The poor girl’s only defense against such a danger had been wearing male attire; though, strange to say, no one had ever seemed able to understand her motive for wearing it. All, both friends and enemies, were scandalized by it. At the outset, she had been obliged to explain her reasons to the woman of Poitiers; and when made prisoner, and under the care of the ladies of Luxemburg, those excellent persons prayed her to clothe herself as honest girls were wont to do. Above all, the English ladies, who have always made a parade of chastity and modesty, must have considered her so disguising herself monstrous and insufferably indecent. The Duchess of Bedford sent her female attire; but by whom? By a man, a tailor. The fellow, with impudent familiarity, was about to pass it over her head, and, when she pushed him away, laid his unmannnerly hand upon her — his tailor’s hand on that hand which had borne the flag of France. She boxed his ears.
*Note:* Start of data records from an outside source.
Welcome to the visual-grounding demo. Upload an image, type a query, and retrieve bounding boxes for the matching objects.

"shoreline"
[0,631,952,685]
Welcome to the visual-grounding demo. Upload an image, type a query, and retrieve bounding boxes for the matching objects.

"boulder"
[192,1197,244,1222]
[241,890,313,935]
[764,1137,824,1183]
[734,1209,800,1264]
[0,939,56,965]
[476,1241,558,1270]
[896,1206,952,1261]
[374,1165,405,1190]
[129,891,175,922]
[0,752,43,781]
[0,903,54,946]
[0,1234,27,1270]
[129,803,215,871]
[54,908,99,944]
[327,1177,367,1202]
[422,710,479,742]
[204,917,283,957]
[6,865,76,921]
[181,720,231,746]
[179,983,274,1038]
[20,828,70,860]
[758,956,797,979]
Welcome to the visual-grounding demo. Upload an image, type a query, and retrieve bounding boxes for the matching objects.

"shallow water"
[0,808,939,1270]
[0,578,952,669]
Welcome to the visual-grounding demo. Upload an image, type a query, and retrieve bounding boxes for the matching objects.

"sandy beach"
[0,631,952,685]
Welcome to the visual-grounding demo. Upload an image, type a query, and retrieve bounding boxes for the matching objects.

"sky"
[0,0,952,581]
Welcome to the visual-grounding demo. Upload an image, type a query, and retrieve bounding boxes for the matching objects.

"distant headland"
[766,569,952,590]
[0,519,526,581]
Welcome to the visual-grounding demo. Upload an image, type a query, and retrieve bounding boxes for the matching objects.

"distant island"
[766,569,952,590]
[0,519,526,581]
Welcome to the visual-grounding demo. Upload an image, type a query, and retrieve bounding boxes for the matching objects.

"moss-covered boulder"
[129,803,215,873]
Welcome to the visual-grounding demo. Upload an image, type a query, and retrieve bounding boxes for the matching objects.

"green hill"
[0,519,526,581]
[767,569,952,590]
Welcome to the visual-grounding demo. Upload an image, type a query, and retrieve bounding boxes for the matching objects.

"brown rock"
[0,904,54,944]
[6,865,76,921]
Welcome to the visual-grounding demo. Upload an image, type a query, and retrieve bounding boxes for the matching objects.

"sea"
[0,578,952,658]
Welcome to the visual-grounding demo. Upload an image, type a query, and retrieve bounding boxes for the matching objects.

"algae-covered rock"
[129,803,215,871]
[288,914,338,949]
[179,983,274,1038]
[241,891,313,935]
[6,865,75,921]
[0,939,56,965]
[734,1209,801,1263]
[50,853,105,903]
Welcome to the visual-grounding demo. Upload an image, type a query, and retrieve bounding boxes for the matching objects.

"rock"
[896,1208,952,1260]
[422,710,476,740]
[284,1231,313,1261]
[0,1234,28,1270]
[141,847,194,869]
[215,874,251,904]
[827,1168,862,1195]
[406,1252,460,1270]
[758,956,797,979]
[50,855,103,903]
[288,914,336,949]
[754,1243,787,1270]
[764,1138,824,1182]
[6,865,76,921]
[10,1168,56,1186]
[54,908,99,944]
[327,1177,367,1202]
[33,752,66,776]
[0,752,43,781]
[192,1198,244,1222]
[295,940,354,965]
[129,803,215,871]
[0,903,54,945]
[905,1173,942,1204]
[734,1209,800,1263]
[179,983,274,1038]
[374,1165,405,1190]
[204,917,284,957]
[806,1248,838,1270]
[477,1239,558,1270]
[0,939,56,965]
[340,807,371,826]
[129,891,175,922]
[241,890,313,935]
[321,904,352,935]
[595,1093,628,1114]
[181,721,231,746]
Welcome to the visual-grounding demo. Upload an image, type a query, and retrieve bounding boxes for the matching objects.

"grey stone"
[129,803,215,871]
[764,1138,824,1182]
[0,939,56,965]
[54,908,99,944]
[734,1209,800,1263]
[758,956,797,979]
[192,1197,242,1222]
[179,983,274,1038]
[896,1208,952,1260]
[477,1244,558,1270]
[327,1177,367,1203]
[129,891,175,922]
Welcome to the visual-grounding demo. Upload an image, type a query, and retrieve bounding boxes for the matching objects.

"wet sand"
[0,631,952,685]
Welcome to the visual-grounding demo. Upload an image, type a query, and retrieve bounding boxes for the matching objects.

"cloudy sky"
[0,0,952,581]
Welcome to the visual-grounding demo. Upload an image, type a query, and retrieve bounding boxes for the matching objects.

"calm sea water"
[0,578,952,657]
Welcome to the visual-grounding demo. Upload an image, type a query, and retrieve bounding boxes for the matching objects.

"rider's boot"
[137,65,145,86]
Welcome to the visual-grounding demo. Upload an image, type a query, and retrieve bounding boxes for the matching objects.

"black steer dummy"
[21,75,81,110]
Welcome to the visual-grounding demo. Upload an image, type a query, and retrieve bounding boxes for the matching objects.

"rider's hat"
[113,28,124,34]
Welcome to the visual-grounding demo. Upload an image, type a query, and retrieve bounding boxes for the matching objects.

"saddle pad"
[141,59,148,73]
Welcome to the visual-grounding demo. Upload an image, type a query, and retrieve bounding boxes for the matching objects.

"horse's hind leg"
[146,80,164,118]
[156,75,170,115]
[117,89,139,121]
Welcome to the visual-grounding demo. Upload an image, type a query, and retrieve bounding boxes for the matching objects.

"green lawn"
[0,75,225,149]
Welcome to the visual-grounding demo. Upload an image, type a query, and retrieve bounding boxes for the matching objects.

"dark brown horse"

If women could not understand this feminine question, how much less could priests! They quoted the text of a council held in the fourth century, which anathematized such changes of dress; not seeing that the prohibition specially applied to a period when manners had been barely retrieved from pagan impurities. The doctors belonging to the party of Charles VII, the apologists of the Pucelle, find exceeding difficulty in justifying her on this head. One of them — thought to be Gerson — makes the gratuitous supposition that the moment she dismounted from her horse, she was in the habit of resuming woman’s apparel; confessing that Esther and Judith had had recourse to more natural and feminine means for their triumphs over the enemies of God’s people. Entirely preoccupied with the soul, these theologians seem to have held the body cheap; provided the letter, the written law, be followed, the soul will be saved; the flesh may take its chance. A poor and simple girl may be pardoned her inability to distinguish so clearly.
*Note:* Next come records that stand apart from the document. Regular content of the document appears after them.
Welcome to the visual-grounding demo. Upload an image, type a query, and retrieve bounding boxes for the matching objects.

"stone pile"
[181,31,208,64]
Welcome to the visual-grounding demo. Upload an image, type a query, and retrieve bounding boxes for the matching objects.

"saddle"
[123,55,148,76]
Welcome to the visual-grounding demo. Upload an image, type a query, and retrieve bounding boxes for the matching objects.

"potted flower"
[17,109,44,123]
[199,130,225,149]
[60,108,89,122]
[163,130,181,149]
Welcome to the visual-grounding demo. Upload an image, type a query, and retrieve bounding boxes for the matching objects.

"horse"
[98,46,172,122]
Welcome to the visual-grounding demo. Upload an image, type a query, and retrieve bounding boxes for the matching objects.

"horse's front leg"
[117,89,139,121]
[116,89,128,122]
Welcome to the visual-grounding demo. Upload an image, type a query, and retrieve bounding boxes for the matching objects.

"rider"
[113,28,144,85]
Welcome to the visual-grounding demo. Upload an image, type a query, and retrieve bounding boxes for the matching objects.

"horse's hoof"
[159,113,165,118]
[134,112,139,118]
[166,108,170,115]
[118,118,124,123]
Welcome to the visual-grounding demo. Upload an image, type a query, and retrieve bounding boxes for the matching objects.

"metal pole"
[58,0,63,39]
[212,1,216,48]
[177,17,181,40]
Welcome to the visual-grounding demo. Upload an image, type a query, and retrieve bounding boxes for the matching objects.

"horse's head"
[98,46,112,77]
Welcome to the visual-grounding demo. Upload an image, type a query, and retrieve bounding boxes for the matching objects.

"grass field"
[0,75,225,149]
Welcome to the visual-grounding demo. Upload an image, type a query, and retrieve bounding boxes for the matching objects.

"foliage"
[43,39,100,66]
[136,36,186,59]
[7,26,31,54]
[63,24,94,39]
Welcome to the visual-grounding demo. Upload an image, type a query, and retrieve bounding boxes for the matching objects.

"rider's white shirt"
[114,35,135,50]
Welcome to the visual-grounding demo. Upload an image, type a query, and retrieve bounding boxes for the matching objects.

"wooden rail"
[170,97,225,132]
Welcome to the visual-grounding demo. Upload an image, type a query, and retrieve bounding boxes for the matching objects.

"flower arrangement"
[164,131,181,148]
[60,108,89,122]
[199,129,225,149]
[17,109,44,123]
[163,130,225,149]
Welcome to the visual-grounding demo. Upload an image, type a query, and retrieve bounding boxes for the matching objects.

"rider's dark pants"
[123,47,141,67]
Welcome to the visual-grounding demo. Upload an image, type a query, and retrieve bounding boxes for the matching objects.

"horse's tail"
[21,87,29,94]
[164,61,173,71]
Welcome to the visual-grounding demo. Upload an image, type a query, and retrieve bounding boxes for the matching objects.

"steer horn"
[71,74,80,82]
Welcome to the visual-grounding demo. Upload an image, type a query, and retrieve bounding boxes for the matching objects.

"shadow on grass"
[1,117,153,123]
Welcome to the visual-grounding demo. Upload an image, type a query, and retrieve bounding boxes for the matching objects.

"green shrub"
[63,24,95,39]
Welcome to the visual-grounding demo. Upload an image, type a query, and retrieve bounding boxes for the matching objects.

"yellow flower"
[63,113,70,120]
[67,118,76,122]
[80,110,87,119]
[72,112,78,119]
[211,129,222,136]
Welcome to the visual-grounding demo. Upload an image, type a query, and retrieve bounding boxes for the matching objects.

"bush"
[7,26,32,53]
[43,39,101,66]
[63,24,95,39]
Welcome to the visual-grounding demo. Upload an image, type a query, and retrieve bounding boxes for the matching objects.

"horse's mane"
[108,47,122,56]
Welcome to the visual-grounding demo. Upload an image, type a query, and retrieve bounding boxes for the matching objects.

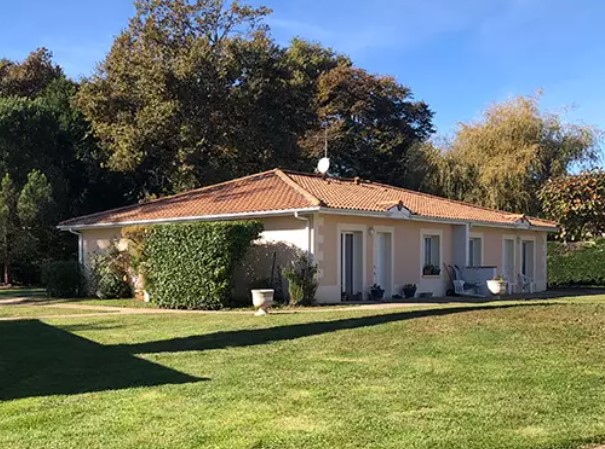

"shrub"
[145,221,263,309]
[548,239,605,286]
[89,245,132,299]
[284,255,318,306]
[42,260,86,298]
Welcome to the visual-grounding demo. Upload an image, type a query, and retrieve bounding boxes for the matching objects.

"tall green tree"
[16,170,59,261]
[0,174,19,285]
[302,64,433,187]
[78,0,274,194]
[433,97,600,215]
[0,48,64,98]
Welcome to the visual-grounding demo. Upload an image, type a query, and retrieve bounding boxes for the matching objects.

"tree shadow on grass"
[118,304,550,354]
[0,320,204,400]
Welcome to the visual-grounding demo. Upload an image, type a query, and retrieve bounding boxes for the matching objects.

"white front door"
[521,240,535,281]
[502,239,516,283]
[374,232,393,298]
[340,231,363,301]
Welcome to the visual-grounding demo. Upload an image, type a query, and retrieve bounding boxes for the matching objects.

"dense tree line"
[0,0,598,281]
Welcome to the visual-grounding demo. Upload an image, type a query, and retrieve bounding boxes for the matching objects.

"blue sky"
[0,0,605,134]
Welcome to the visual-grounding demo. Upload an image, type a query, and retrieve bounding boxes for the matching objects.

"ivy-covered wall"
[145,221,263,309]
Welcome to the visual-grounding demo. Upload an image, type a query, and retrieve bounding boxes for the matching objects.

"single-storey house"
[59,169,557,302]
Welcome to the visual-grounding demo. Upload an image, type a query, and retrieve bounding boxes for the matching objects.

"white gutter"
[57,206,558,233]
[57,207,320,232]
[319,207,558,232]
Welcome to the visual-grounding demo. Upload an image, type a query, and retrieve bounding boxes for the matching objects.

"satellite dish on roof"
[317,157,330,175]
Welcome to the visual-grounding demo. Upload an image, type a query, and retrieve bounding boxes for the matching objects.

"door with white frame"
[374,232,393,298]
[502,238,516,284]
[340,231,363,301]
[521,240,536,281]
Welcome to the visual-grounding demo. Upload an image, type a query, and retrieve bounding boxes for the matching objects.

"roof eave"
[57,207,320,231]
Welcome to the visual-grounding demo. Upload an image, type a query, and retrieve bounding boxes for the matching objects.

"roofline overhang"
[57,206,320,231]
[319,207,559,232]
[57,206,559,233]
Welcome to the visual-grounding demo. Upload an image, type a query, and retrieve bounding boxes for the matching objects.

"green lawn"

On the Friday and the Saturday the unfortunate prisoner, despoiled of her man’s dress, had much to fear. Brutality, furious hatred, vengeance, might severally incite the cowards to degrade her before she perished, to sully what they were about to burn. Besides, they might be tempted to varnish their infamy by a “reason of state,” according to the notions of the day — by depriving her of her virginity they would undoubtedly destroy that secret power of which the English entertained such great dread, who perhaps might recover their courage when they knew that, after all, she was but a woman. According to her confessor, to whom she divulged the fact, an Englishman, not a common soldier, but a gentleman, a lord, patriotically devoted himself to this execution — bravely undertook to violate a girl laden with fetters, and, being unable to effect his wishes, rained blows upon her.
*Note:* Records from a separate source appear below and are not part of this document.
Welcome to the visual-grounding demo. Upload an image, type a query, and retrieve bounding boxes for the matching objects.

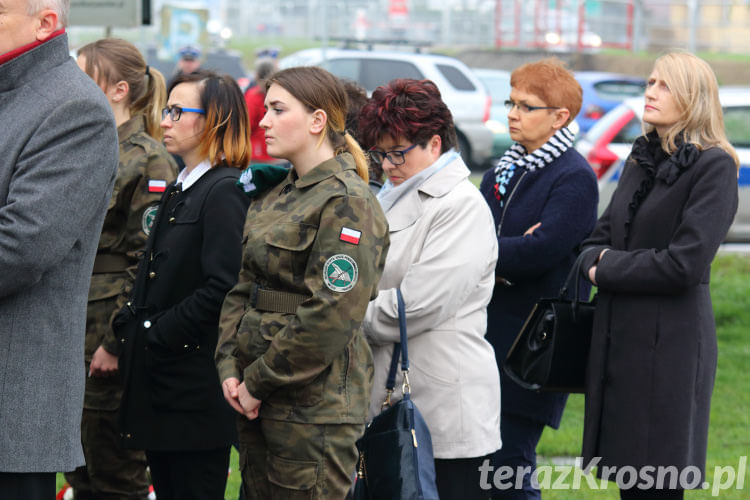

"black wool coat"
[113,167,250,451]
[583,133,737,482]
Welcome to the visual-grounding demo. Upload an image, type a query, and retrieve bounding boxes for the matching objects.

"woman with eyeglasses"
[113,71,250,500]
[359,79,500,500]
[71,38,177,500]
[480,59,598,499]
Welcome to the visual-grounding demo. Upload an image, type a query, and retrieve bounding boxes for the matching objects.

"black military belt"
[250,283,310,314]
[94,253,130,274]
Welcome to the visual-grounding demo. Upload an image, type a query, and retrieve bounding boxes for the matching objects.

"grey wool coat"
[583,135,737,481]
[0,34,119,472]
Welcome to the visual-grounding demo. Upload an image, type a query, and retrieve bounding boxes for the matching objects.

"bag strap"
[559,247,596,304]
[382,288,410,408]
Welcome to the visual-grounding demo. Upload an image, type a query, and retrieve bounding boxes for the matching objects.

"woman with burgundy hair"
[359,79,500,500]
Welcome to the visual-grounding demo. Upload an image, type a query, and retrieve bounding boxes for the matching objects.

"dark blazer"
[480,148,599,428]
[583,139,737,482]
[113,167,250,450]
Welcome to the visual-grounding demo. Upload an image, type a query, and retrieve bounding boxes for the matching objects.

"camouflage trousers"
[65,377,149,500]
[237,416,364,500]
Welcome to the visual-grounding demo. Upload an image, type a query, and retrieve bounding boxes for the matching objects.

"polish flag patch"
[339,227,362,245]
[148,179,167,193]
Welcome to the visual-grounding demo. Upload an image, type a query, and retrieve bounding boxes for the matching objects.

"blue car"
[575,71,646,133]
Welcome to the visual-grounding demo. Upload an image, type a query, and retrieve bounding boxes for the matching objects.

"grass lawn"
[537,255,750,500]
[58,255,750,500]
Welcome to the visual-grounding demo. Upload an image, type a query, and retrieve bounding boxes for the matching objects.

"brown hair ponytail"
[78,38,167,140]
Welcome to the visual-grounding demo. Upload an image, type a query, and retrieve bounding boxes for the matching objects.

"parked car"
[576,87,750,242]
[471,68,513,157]
[279,48,492,167]
[575,71,646,132]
“On the Sunday morning, Trinity Sunday, when it was time for her to rise — as she told him who speaks — she said to her English guards, ‘Leave me, that I may get up.’ One of them took off her woman’s dress, emptied the bag in which was the man’s apparel, and said to her, ‘Get up.’ ‘Gentlemen,’ she said, ‘you know that dress is forbidden me; excuse me, I will not put it on.’ The point was contested till noon; when, being compelled to go out for some bodily want, she put it on. When she came back, they would give her no other, despite her entreaties.”